How I dealt with a nagging ingestion problem in Redisgraph
Sometimes blogging means lots of long form essays that take weeks to write and drop lots of wisdom. However, many times blogging is just keeping track of a fix for a nagging problem. There may just be 5 or 6 of us with this issue, but if you’re that person, this blog post is for you! Welcome to the solving of the issue you just googled for (S. Hanselman).
Problem
Here’s a quick-fix for a nagging ingestion problem that I had for a few months.
I have a cron-job that ingests data into Redisgraph every day. To simplify the ingestion logic, I delete the graph and ingest everything all over again. That works, but there are two problems:
- There is downtime during ingestion, and
- If ingestion fails, the process must be rerun manually.
Solution
However, I realized that there’s a better way to solve this:
Instead of having one graph (main) for both the client and the ingestion process, it’s better to have separate ones for the caller (main) and the sink (staging). We only ingest on staging. Once successful, we simply copy the contents of staging to main.
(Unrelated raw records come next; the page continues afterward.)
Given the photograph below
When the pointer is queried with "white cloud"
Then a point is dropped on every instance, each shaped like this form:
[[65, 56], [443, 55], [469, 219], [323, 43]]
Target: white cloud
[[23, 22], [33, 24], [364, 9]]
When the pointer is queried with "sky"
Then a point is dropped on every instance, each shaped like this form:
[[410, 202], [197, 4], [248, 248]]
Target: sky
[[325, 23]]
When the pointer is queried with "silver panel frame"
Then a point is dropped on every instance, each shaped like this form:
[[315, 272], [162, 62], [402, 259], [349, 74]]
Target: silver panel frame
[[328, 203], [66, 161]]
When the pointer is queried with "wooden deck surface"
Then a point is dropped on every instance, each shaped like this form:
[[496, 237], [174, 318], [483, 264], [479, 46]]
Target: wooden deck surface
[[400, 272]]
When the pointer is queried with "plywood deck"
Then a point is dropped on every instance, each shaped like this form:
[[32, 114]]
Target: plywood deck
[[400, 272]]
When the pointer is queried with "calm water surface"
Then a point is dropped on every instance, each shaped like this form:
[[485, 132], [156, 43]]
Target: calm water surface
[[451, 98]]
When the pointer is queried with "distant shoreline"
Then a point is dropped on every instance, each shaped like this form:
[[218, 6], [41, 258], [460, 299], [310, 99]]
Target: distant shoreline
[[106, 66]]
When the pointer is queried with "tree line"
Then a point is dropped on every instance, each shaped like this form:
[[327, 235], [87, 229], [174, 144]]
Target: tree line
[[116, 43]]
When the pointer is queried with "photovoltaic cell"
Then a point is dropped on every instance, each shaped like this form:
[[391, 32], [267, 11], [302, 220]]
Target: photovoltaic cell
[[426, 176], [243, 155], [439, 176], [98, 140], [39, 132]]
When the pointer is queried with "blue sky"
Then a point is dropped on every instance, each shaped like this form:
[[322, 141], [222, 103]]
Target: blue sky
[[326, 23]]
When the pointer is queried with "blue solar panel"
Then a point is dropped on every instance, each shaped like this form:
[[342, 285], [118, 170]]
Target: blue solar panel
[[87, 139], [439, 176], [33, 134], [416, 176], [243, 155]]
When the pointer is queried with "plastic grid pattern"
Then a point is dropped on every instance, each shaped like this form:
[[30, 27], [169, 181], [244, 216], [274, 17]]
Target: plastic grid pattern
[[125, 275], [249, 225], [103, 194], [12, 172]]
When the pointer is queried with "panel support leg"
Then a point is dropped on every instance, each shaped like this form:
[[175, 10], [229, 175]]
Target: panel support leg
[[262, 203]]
Yup, the oldest trick in the book. It solved my headaches because:
-
Downtime is reduced from minutes to milliseconds. Since I never touch nor delete main in the entire duration of the ingestion process, then data is acccessible all throughout.
-
Data integrity is maintained even if ingestion fails. By exposing and probing a success-signal in the ingestion process, I can write some logic to avoid copying over the main graph in case of failure.
Quick implementation
As it turns out, each graph is stored under a single Redis key! This means you can
use most key operations from Redis to Redisgraph graphs. For me, I take
advantage of the RENAME
operation1:
from redis import Redis
from redis.exceptions import ResponseError
def rename_graph(redis_client: Redis, src_key: str, dest_key: str):
try:
redis_client.rename(src_key, dest_key)
except ResponseError as e:
print("RENAME operation failed")
raise
else:
print(f"Success! {src_key} -> {dest_key}")
Yeah, it’s just one command, but it saved a lot of time! This function is then
called whenever ingestion was successful. If it fails, then it logs an error
but does nothing. Lastly, since the staging graph is ephemeral, you don’t
really need to set a permanent name for it. It can be as simple as
staging-{randomly_generated_uuid}
.
What’s also interesting is that even if my graph contains thousands of nodes,
the RENAME
operation takes only a few milliseconds. I may have expected it to
be a bit longer but, well, what do I know.
Conclusion
Saved a lot of headaches. There may be other ways to solve the same
problem: do staging on the data-side, use COPY
with REPLACE
and have the
staging graph EXPIRE
, and more! There may be five or six people who will
have the same problems as I did, hope this short note helps you out!